Friday’s symposium Pains and Gains in Continuous Glucose Monitoring (CGM) will explore a range of topics, including advances in device technology, outcomes and indications, CGM in special populations, and uniform metrics in CGM. ADAMeetingNews.org spoke with two of the session’s presenters about the topics they will be discussing during the two-hour symposium, which begins at 4:15 p.m. in N-Hall E (North, Exhibition Level).
Continuous Glucose Monitoring Is Trending—Device Options and Utilization
Roy W. Beck, MD, PhD, Executive Director of the Jaeb Center for Health Research
Dr. Beck: Since the introduction of the first continuous glucose monitoring devices in the early 2000s, continual advances in sensor technology have led to devices that are more accurate, more compact, more durable, and more user-friendly. Previously approved as an adjunctive to blood glucose meters (BGM), several CGM devices have been recently approved in the U.S. and Europe for use as replacements to BGM for insulin dosing.
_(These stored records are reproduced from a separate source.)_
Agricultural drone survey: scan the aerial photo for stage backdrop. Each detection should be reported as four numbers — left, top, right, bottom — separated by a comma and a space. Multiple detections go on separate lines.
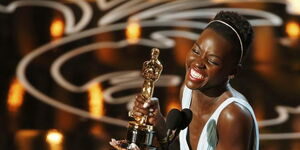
0, 0, 300, 150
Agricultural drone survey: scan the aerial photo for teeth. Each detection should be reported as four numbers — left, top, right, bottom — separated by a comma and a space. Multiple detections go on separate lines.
191, 69, 203, 79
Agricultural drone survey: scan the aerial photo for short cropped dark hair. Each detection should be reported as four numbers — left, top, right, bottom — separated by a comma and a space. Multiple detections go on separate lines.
207, 11, 253, 63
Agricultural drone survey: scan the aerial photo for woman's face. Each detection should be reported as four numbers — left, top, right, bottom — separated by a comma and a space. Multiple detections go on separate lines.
185, 29, 238, 90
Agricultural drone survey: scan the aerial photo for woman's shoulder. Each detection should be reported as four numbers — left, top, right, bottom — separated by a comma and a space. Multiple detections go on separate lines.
218, 102, 253, 131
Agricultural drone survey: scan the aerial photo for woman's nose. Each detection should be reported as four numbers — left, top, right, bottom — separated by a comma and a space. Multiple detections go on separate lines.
195, 59, 206, 69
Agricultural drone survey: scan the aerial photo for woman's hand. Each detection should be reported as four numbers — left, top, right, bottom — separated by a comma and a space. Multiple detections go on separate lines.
133, 94, 163, 126
133, 94, 166, 139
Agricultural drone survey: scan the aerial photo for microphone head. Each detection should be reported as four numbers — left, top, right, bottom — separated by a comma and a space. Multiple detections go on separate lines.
166, 109, 182, 130
178, 108, 193, 130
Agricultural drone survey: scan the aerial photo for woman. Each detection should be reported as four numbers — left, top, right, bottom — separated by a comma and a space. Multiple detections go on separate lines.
133, 11, 259, 150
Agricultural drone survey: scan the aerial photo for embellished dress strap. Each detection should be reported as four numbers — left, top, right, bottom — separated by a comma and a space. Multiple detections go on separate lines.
179, 86, 192, 150
197, 98, 234, 150
233, 98, 259, 150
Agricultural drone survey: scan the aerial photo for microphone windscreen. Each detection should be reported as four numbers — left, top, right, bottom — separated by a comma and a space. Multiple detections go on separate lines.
166, 109, 182, 130
179, 108, 193, 130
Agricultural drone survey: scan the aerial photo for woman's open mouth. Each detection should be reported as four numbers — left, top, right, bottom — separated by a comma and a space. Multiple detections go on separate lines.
189, 68, 205, 81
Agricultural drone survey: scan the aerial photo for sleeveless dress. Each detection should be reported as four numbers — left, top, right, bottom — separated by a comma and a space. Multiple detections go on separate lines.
179, 86, 259, 150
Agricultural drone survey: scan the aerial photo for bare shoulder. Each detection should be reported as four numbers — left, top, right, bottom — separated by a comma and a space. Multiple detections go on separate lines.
219, 102, 253, 126
217, 103, 254, 149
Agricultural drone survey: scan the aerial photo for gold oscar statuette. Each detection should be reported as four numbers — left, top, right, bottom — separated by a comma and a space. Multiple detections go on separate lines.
111, 48, 163, 150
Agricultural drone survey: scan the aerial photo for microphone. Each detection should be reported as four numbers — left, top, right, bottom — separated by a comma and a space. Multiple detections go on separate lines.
179, 108, 193, 130
166, 108, 193, 144
170, 108, 193, 143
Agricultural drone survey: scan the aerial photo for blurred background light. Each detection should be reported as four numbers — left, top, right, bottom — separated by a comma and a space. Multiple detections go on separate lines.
88, 84, 104, 117
286, 0, 300, 15
50, 18, 64, 39
285, 20, 300, 39
7, 78, 24, 112
46, 129, 64, 150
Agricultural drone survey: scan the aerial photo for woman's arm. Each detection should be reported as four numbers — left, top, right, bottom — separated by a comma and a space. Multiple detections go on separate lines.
217, 103, 254, 150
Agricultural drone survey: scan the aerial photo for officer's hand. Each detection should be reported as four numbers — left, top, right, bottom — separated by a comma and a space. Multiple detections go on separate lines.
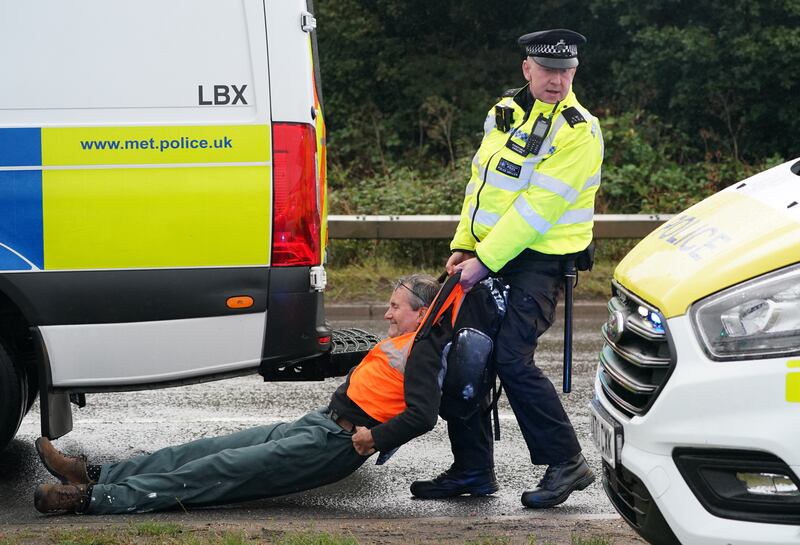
444, 250, 475, 276
353, 426, 375, 456
455, 257, 489, 293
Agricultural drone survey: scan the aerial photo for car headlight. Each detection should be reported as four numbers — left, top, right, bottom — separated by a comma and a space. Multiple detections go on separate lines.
691, 265, 800, 360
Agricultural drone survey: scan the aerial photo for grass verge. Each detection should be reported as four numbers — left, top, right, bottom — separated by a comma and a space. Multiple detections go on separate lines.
325, 258, 616, 304
0, 522, 623, 545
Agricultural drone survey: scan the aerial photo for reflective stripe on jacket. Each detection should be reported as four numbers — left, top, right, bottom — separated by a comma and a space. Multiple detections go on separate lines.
450, 91, 603, 272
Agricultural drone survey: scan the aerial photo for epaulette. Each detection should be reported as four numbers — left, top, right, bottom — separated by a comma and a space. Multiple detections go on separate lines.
500, 87, 522, 98
561, 106, 586, 129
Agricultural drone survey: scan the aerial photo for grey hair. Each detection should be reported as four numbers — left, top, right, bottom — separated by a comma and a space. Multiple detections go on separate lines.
394, 274, 439, 310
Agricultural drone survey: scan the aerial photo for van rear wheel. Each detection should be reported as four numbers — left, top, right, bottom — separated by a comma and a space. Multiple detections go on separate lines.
0, 340, 28, 450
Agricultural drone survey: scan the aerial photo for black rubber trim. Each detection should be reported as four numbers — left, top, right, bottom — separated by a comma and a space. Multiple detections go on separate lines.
260, 267, 331, 372
603, 462, 681, 545
0, 267, 270, 326
672, 447, 800, 525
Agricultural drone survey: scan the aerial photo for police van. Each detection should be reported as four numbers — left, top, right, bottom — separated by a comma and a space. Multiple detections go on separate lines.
0, 0, 340, 449
591, 155, 800, 545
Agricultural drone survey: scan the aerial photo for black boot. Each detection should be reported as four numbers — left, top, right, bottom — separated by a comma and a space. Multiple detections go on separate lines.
522, 454, 594, 509
411, 466, 500, 499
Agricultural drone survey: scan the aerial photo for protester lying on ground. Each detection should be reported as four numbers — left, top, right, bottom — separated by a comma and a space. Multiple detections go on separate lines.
34, 275, 504, 515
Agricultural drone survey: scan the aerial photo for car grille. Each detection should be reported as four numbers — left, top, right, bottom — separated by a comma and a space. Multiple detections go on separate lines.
598, 281, 675, 417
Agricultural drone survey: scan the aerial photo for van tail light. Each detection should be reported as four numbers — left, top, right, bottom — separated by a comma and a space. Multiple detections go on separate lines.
272, 123, 321, 267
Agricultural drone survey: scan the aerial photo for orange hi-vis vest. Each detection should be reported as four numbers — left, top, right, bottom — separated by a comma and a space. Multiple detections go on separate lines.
347, 331, 416, 422
347, 284, 464, 422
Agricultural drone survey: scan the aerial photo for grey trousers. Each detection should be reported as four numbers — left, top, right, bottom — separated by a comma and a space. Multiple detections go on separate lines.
86, 409, 367, 515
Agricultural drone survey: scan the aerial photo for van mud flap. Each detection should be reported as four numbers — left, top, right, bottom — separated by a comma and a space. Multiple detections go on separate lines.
259, 328, 381, 381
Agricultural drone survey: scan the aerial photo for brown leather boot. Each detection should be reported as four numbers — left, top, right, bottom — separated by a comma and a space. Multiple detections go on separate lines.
33, 484, 89, 513
36, 437, 94, 484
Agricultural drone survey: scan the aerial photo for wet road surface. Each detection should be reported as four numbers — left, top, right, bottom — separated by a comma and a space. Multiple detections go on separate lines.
0, 304, 615, 524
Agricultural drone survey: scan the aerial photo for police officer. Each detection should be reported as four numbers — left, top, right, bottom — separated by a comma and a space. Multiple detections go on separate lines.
411, 29, 603, 508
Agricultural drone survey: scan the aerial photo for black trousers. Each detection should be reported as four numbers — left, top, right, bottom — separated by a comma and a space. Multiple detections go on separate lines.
442, 256, 581, 470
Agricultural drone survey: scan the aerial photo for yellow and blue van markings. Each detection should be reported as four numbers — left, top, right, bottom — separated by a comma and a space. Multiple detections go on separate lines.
786, 360, 800, 403
0, 125, 271, 271
0, 129, 44, 271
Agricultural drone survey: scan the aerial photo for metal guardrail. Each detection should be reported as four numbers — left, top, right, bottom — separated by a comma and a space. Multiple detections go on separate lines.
328, 214, 673, 240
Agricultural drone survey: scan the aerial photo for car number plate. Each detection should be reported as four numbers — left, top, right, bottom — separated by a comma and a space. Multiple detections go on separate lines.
589, 399, 622, 467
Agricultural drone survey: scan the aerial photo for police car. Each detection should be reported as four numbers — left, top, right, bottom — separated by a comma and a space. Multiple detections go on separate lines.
591, 155, 800, 545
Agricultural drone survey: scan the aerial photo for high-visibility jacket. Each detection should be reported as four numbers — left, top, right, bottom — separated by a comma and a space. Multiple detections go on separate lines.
450, 88, 603, 272
347, 331, 416, 422
347, 283, 464, 423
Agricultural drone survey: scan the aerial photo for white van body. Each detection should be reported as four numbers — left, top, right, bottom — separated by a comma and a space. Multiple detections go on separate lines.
0, 0, 330, 448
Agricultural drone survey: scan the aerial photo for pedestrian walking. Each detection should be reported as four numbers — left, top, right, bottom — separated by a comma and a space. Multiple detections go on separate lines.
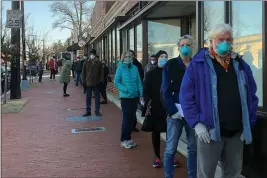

- CGM has evolved substantially to the point where accuracy approaches that of many blood glucose meters.
- Use of CGM has increased exponentially in the last few years.
- Patient satisfaction with CGM is much higher than it was with earlier-generation CGMs in both insulin pump users and insulin injection users.
- Improvement in glucose control and quality of life can be expected with CGM.
- Future-generation CGM sensors will be smaller, disposable, and cheaper.
Dr. Beck: CGM should be considered for all patients with type 1 diabetes and those with type 2 diabetes using insulin. In the future, CGM may be demonstrated to be of value for patients with type 2 diabetes not using insulin.
Beyond A1C—Applying Uniform Metrics in the Clinical Use of Continuous Glucose Monitoring
Anders L. Carlson, MD, Medical Director of the International Diabetes Center
Dr. Carlson: There’s a lot of interest right now in how best to interpret and clinically apply all the data we get from continuous glucose monitors. Both clinicians and patients will benefit from having a uniform way of reporting and discussing various glucose metrics like time in range and glucose management indicator (GMI). Time in range, in particular, is a concept that’s easily understandable by patients and can be used to individualize treatment decisions in a way A1C alone never allows.
Dr. Carlson: I will show some data to suggest that time in range (70 mg/dL to 180 mg/dL) correlates with diabetes complications, and also serves as an outcome for clinical research. I will give detail into the concept of GMI, and also pare down the international consensus on CGM metrics to 10 metrics that I think are very helpful in everyday clinical practice.
Dr. Carlson: I hope people who attend the session will leave with a better understanding of why CGM metrics need to be standardized, and how these different measurements can be used routinely in clinical care. I will show how CGM data can be displayed on the ambulatory glucose profile and used for data interpretation.
The diabetes field is starting to move away from A1C as the main driver of a patient’s therapeutic recommendations, and with CGM data we can personalize treatment decisions and also react to changes more rapidly, rather than waiting three months until the next A1C test.